Panellists at the ‘Rencontres internationales de la mode’ in Hyères- FHCM


Advances that must nevertheless be assessed against the enormous impact such cutting-edge technology has on the environment. “The advent of a permanent, immersive real-time 3D internet has a double ecological footprint. An energy one, with the energy needs engendered by the exponential increase in computing capacity, that will be multiplied by a factor of 1,000; and a material one, with the planned obsolescence of the accessories needed to navigate this virtual world, alongside a greater exploitation of natural resources,” said Ines Leonarduzzi, president and founder of the Digital For the Planet NGO.
 
She summarised this impact using various data points.
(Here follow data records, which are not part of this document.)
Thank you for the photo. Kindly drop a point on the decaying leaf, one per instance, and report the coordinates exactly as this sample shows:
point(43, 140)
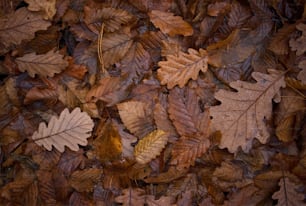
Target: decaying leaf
point(177, 70)
point(45, 65)
point(241, 116)
point(47, 6)
point(70, 129)
point(85, 180)
point(150, 146)
point(288, 195)
point(21, 25)
point(170, 24)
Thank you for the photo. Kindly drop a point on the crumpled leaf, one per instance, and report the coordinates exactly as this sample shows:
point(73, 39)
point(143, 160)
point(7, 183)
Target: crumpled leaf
point(150, 146)
point(21, 25)
point(170, 24)
point(241, 116)
point(137, 117)
point(85, 180)
point(47, 6)
point(177, 70)
point(299, 44)
point(45, 65)
point(70, 129)
point(287, 194)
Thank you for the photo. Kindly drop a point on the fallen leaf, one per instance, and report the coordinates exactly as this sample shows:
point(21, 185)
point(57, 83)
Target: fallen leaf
point(45, 65)
point(47, 6)
point(21, 25)
point(150, 146)
point(241, 116)
point(70, 129)
point(177, 70)
point(170, 24)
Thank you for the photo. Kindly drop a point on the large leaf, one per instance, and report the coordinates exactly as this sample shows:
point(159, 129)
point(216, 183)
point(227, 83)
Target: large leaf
point(177, 70)
point(150, 146)
point(241, 116)
point(21, 25)
point(70, 129)
point(170, 24)
point(45, 65)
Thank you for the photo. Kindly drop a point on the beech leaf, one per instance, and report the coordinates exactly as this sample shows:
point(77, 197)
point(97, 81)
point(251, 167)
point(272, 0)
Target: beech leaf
point(150, 146)
point(21, 25)
point(170, 24)
point(70, 129)
point(241, 116)
point(177, 70)
point(45, 65)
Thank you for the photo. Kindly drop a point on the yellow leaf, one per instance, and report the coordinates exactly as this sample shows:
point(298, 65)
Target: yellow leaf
point(150, 146)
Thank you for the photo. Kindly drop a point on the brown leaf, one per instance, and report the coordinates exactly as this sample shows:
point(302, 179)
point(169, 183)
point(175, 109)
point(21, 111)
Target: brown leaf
point(21, 25)
point(241, 115)
point(46, 6)
point(45, 65)
point(137, 117)
point(150, 146)
point(177, 70)
point(114, 47)
point(85, 180)
point(288, 195)
point(70, 129)
point(170, 24)
point(299, 44)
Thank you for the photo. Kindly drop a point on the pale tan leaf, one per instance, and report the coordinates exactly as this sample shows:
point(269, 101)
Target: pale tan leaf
point(177, 70)
point(114, 47)
point(137, 117)
point(85, 180)
point(21, 25)
point(111, 17)
point(47, 6)
point(131, 196)
point(70, 129)
point(45, 65)
point(150, 146)
point(170, 24)
point(241, 116)
point(288, 195)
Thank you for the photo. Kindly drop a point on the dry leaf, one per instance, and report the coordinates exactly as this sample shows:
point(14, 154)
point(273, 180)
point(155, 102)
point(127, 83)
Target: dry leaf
point(85, 180)
point(45, 65)
point(288, 195)
point(150, 146)
point(70, 129)
point(241, 116)
point(21, 25)
point(137, 117)
point(177, 70)
point(170, 24)
point(47, 6)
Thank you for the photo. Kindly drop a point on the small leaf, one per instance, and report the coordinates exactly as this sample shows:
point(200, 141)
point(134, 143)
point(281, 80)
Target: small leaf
point(70, 129)
point(150, 146)
point(45, 65)
point(170, 24)
point(177, 70)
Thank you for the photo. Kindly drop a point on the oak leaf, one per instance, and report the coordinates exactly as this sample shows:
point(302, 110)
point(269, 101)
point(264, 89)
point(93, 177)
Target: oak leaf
point(177, 70)
point(21, 25)
point(241, 116)
point(288, 195)
point(150, 146)
point(45, 65)
point(47, 6)
point(137, 117)
point(170, 24)
point(70, 129)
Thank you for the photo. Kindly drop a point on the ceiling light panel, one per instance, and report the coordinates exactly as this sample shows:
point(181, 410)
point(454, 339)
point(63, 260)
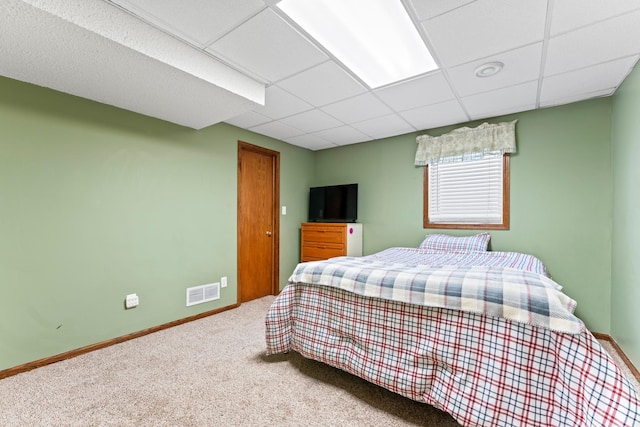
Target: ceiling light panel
point(378, 42)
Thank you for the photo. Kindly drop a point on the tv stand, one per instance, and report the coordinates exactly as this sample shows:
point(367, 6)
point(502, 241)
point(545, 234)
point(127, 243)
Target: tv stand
point(323, 240)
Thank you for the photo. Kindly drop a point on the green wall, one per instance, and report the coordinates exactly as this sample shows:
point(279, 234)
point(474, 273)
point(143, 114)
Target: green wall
point(561, 194)
point(97, 202)
point(625, 322)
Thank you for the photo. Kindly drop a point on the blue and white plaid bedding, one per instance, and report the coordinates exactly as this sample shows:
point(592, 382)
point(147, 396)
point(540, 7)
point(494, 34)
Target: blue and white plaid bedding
point(514, 294)
point(484, 370)
point(417, 256)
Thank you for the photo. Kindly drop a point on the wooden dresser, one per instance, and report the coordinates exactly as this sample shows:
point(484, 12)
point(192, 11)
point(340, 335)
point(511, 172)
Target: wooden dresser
point(322, 240)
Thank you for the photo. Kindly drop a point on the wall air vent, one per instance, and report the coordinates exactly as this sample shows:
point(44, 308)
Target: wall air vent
point(203, 293)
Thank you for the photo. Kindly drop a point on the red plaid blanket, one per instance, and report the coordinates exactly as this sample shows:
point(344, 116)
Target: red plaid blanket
point(485, 371)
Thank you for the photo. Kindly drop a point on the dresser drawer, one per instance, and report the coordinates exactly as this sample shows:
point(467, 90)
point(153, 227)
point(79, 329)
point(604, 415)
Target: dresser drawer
point(334, 235)
point(321, 251)
point(327, 240)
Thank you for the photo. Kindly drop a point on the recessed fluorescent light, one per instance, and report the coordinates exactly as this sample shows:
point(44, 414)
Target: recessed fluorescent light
point(375, 39)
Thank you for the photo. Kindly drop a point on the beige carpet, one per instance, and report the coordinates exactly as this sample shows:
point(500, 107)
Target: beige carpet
point(211, 372)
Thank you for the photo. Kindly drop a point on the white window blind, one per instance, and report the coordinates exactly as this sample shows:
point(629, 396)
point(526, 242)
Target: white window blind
point(468, 192)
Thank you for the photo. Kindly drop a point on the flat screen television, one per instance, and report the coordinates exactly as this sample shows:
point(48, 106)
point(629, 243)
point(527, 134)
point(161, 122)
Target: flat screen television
point(333, 203)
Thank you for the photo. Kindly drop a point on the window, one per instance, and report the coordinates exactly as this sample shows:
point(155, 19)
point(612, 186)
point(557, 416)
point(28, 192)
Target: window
point(473, 194)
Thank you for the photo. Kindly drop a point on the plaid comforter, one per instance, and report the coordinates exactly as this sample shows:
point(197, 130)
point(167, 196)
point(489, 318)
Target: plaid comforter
point(483, 370)
point(519, 295)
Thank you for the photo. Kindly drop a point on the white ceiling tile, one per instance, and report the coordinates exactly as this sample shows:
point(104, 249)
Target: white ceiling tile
point(586, 80)
point(198, 21)
point(433, 116)
point(322, 85)
point(605, 41)
point(312, 121)
point(343, 135)
point(357, 109)
point(269, 47)
point(486, 27)
point(426, 90)
point(572, 14)
point(520, 65)
point(248, 120)
point(310, 141)
point(499, 101)
point(575, 98)
point(277, 130)
point(279, 103)
point(383, 127)
point(427, 9)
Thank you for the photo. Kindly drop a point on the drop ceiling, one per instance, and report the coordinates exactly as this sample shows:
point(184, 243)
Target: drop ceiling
point(200, 62)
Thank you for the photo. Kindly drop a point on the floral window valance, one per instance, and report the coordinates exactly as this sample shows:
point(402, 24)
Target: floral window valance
point(463, 143)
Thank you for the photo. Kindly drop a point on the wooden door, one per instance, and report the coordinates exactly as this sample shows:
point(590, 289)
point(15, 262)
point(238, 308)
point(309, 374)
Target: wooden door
point(258, 221)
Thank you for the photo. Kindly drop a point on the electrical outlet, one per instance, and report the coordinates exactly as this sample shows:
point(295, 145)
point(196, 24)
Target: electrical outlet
point(131, 301)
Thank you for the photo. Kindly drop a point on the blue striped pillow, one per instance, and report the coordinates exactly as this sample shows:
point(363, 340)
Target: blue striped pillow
point(446, 243)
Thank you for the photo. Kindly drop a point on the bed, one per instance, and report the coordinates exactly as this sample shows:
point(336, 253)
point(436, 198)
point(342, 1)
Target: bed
point(486, 336)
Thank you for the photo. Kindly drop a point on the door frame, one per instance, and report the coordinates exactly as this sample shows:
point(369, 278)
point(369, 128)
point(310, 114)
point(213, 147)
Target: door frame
point(275, 267)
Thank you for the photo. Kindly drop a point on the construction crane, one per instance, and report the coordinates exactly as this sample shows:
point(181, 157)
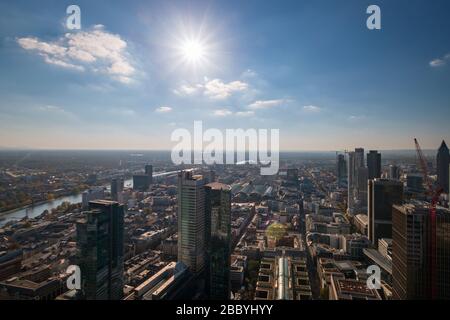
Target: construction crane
point(434, 194)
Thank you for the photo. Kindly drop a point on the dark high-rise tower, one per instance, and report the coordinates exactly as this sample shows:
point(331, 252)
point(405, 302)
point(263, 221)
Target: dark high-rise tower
point(191, 221)
point(149, 172)
point(100, 249)
point(218, 240)
point(383, 194)
point(341, 170)
point(443, 162)
point(116, 188)
point(374, 164)
point(411, 256)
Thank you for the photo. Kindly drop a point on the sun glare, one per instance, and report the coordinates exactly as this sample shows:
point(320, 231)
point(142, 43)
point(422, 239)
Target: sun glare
point(193, 51)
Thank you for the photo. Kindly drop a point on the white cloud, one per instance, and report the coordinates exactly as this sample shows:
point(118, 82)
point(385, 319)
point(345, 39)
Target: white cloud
point(217, 89)
point(311, 108)
point(266, 104)
point(163, 110)
point(249, 73)
point(123, 112)
point(214, 89)
point(245, 113)
point(356, 118)
point(55, 111)
point(440, 62)
point(96, 50)
point(187, 90)
point(222, 113)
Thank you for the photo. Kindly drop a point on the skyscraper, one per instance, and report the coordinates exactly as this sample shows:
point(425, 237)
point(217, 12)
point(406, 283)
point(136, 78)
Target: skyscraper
point(191, 221)
point(218, 240)
point(443, 162)
point(149, 172)
point(374, 164)
point(411, 259)
point(100, 251)
point(341, 170)
point(383, 194)
point(116, 188)
point(351, 176)
point(355, 162)
point(394, 172)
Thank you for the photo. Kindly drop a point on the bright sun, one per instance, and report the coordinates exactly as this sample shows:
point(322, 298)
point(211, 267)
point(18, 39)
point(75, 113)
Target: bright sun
point(193, 51)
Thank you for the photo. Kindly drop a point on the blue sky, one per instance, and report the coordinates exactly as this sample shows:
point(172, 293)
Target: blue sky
point(309, 68)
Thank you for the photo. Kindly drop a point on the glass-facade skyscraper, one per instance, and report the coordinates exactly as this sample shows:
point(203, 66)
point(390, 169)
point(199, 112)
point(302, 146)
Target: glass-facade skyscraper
point(100, 251)
point(191, 221)
point(218, 240)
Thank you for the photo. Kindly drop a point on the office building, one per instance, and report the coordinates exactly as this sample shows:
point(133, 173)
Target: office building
point(414, 183)
point(355, 163)
point(283, 278)
point(173, 282)
point(341, 171)
point(117, 185)
point(374, 164)
point(442, 164)
point(351, 289)
point(383, 194)
point(411, 252)
point(141, 182)
point(218, 240)
point(100, 251)
point(191, 221)
point(149, 172)
point(94, 193)
point(394, 172)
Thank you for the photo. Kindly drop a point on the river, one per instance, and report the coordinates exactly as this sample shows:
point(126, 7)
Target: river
point(37, 210)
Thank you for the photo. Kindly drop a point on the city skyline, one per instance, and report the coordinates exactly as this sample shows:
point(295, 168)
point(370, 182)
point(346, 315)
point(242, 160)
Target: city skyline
point(137, 71)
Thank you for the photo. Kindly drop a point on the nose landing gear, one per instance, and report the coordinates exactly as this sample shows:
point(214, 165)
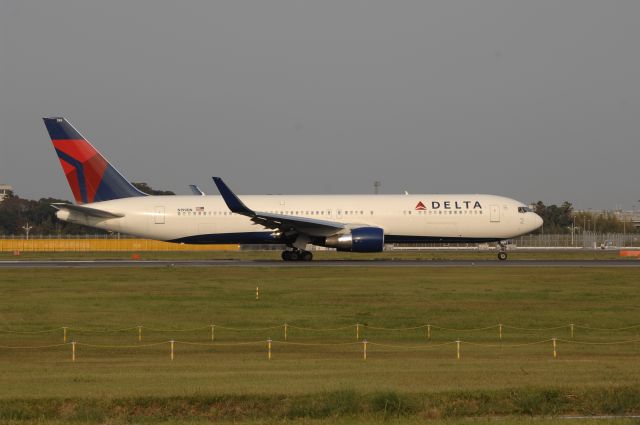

Digital technologies accounts for approximately 4% of global greenhouse gas emissions, according to estimates for 2019 by Shift Project and the Green IT collective. These emissions will grow 6% per year, doubling the impact in 10 years. Not to mention that more than 82% of electronic devices are neither recycled nor collected as waste.
 
Exactly a year ago, Mark Zuckerberg announced the transition from Facebook to Meta by launching his major metaverse project via the Horizon Worlds VR tools. Meta has since invested over $10 billion in the operation. But the time when this new world will be a reality still seems far away. “We must relativise the scale of the phenomenon. For the time being, the metaverse encompasses only a handful of initiatives by a few major corporations, which are primarily looking for growth drivers,” said François Bourdoncle, an engineer and R&D technology pioneer turned art photographer.